Die kleineren und agileren Männchen laufen und fliegen auf der Suche nach einem Weibchen rasch umher. In Geschlechtsnot nehmen die Weibchen eine Lockhaltung ein. Bei diesem Vorgang geben sie ein Sexualpheromon ab, welches die Männchen in ihrer unmittelbaren Umgebung auf sie aufmerksam macht (CYMOREK 1982). Dieses Pheromon wurde in den Achtzigerjahren entdeckt und wird seit Mitte der 90er Jahre in Lockstofffallen für Monitoringmaßnahmen genutzt. (BINKER 1996).

Erkennbar ist ein Befall durch kleine runde Schlupflöcher der Käfer von 1-2mm Durchmesser. Kleinere Schlupflöcher stammen entweder von parasitierenden Schlupfwespen z.B. Spathius exarator oder von Käfern des Gemeinen Nagekäfers welche nur einen Teil des Schlupfloches freinagen konnten und dann abgestorben sind. Die Kotpillen der Larven sind artspezifisch. Sie haben die Form kleiner Erdnusskerne, wobei ein Ende eine langgezogene Spitze aufweist. Die Fraßgänge sind damit fest gefüllt. Stark befallenes Holz hat einen säuerlichen Geruch nach Rhabarber oder Holundermark.

Auftreten von Bohrmehlhäufchen

Das Auftreten von Bohrmehl in Form von hellen Rieselspuren, Bohrmehlhäufchen auf horizontalen Flächen und vollgestopften Schlupflöchern wird in Restauratoren- sowie in Sachverständigenkreisen vielfach als eines der Merkmale bewertet, welches einen aktiven Befall durch den Gemeinen Nagekäfer anzeigt. Beim Schlüpfen soll der Gemeine Nagekäfer Bohrmehl ausstoßen. So wird bei Bekämpfungsmaßnahmen gegen den Gemeinen Nagekäfer an hölzernen Kunstgegenständen in Kirchen häufig die Befüllung der mit Fraßmehl und Larvenkot gefüllten und hellgelb (je nach Holzart verschieden) erscheinenden Schlupflöchern praktiziert.Dies geschieht meist mit Kontaktinsektiziden aus der Gruppe der Pyrethroide (z.B. Permethrin). Meist erscheint für mehrere Jahre kein Bohrmehl mehr an diesen Stellen, und der vermeintliche Erfolg der Bekämpfung scheint sicher.

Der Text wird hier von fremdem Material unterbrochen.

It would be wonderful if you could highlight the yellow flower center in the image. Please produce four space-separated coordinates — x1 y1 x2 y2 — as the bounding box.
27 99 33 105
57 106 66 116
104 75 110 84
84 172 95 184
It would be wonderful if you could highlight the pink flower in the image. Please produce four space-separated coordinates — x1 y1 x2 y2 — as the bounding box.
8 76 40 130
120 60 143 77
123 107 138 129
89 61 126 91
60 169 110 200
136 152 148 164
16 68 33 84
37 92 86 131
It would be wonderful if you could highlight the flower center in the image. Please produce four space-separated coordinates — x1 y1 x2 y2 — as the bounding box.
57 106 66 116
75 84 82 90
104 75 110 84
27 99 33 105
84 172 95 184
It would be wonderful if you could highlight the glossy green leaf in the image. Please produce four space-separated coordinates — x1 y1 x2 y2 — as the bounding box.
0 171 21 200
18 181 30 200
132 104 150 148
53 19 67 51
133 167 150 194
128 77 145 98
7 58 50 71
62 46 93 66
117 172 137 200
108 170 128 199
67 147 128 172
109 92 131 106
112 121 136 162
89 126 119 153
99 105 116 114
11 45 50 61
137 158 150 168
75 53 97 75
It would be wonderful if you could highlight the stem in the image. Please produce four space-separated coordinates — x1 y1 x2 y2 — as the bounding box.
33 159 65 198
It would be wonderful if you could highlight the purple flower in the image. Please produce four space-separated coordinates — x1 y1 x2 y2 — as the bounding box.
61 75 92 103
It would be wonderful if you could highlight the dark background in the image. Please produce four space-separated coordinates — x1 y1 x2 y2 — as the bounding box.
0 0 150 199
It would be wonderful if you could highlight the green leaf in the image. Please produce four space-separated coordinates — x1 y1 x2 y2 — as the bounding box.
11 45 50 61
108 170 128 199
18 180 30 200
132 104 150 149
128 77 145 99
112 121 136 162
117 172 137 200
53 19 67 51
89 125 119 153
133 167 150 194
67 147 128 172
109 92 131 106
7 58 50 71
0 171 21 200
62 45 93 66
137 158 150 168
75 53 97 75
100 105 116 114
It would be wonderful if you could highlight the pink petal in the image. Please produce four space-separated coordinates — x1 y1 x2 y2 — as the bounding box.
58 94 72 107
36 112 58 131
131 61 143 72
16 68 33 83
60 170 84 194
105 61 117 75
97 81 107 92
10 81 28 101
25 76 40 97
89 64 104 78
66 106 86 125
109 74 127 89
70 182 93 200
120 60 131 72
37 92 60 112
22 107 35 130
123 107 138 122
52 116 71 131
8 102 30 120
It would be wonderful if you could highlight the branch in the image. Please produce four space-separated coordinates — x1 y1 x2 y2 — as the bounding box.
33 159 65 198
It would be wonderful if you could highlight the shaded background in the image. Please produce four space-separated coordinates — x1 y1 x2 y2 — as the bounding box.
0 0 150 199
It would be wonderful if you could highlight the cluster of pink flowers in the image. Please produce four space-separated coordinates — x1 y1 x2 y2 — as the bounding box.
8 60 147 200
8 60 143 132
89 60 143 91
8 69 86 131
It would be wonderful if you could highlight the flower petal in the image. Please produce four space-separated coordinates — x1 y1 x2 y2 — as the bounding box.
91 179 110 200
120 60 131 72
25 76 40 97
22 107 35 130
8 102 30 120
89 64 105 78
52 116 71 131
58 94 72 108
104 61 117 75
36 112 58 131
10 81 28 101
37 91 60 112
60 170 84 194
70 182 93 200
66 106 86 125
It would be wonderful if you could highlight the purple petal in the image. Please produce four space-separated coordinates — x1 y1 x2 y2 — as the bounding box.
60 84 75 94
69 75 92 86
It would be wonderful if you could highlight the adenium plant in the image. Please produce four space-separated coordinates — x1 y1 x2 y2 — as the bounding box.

In der Literatur finden sich teilweise widersprüchliche Angaben.

Die natürlichen Prädatoren (Räuber) des Gemeinen Nagekäfers sollen auf der Suche nach Larven im Holz Bohrmehl ausstoßen (KEMNER 1915).

BECKER (1942, 1954) gibt einen sehr guten Überblick über die Prädatoren und Parasiten, welche dem Gemeinen Nagekäfer nachstellen. Er nennt dabei eine Vielzahl an Prädatoren und Parasiten. Vor allem den Larven der Familie der Cleridae wie des Hausbuntkäfers Opilo domesticus, Opilo mollis, Tillus elongatus, Corynetes coeruleus sowie anderen wird Bohrmehlausstoß zugeschrieben. Opilo domesticus wird von Kemner und Becker als der Hauptfeind des Gemeinen Nagekäfers angesehen. Opilo domesticus frisst auf seiner Jagd durch die Fraßgänge anscheinend eine große Zahl des Gemeinen Nagekäfers in allen Entwicklungsstadien. Dabei kann er anscheinend weiches Holz durchnagen. Er erwähnt auch, dass Opilo domesticus möglicherweise in den typischen Anobienbiotopen aufgrund seines Temperaturoptimums nicht vorkommt.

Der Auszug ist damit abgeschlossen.